La primera vez que escuché tu nombre fue a través de un par de amigos, conmovidos hasta la médula al verte en el escenario. Su emoción me despertó la curiosidad y me di la oportunidad de seguirte, de ver tu arte y tu potencial desbordando más allá de cualquier frontera. Un par de años más tarde, tuve el privilegio de conocerte en persona y de contemplar desde más cerca no sólo tu talento, sino aquello que lo sostiene: tu esfuerzo incansable, tu disciplina rigurosa, tu profesionalismo profundo, tu pasión desbordante por la danza, por México y por tus afectos.

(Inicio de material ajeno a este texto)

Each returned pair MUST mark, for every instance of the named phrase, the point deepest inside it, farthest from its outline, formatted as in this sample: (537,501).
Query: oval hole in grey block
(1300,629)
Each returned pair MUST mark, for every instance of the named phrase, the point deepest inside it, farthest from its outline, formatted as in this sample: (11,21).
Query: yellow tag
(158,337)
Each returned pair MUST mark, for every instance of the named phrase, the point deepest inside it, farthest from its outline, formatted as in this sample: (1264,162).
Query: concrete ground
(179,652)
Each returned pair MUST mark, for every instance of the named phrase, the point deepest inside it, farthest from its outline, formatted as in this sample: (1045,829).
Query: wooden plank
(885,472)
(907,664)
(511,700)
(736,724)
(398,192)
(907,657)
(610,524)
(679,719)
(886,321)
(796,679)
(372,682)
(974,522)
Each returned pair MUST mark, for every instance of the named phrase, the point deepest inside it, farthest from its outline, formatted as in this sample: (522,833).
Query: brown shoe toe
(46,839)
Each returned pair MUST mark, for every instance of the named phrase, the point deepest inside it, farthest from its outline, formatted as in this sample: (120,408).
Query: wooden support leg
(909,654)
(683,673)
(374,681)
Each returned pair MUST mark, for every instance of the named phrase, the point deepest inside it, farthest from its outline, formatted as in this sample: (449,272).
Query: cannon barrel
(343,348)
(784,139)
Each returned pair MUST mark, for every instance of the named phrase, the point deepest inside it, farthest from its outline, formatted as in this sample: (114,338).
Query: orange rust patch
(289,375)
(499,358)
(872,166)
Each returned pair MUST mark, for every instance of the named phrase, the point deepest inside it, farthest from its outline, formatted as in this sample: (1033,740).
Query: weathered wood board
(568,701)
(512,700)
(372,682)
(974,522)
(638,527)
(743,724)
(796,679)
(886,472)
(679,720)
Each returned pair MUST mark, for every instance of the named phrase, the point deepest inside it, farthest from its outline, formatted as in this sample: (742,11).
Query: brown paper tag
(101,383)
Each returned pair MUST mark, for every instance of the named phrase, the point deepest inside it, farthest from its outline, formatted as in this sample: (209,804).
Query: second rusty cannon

Fui testigo de tus ganas sinceras de abrir caminos, de tender puentes para que más niñas, niños y jóvenes descubran su talento y puedan llevarlo tan lejos como sus alas lo permitan. He compartido contigo desafíos detrás del escenario, momentos que expresan la esencia de lo que significa resistir con arte y amor.
Cuando la mecánica del teatro colapsó y hubo que improvisar con una valerosa “operación huarache”, sostenida por nudos, manos y una voluntad férrea para no cancelar en tu tierra. Ahí vimos a Mikhail Kaniskin, tu leal y amoroso compañero, abrazar a México como suyo, con la misma pasión con la que te acompaña en la vida y en el arte. Y ahí también comprendimos que los bailarines no eran sólo colegas: eran tus amigos. Porque, sin dudarlo, decidieron seguir unas luces proyectadas desde una presentación hecha al vuelo, porque no había otra forma de alumbrar y marcar los movimientos en el escenario. Y así, la danza volvió a hacer lo imposible: venció a la oscuridad.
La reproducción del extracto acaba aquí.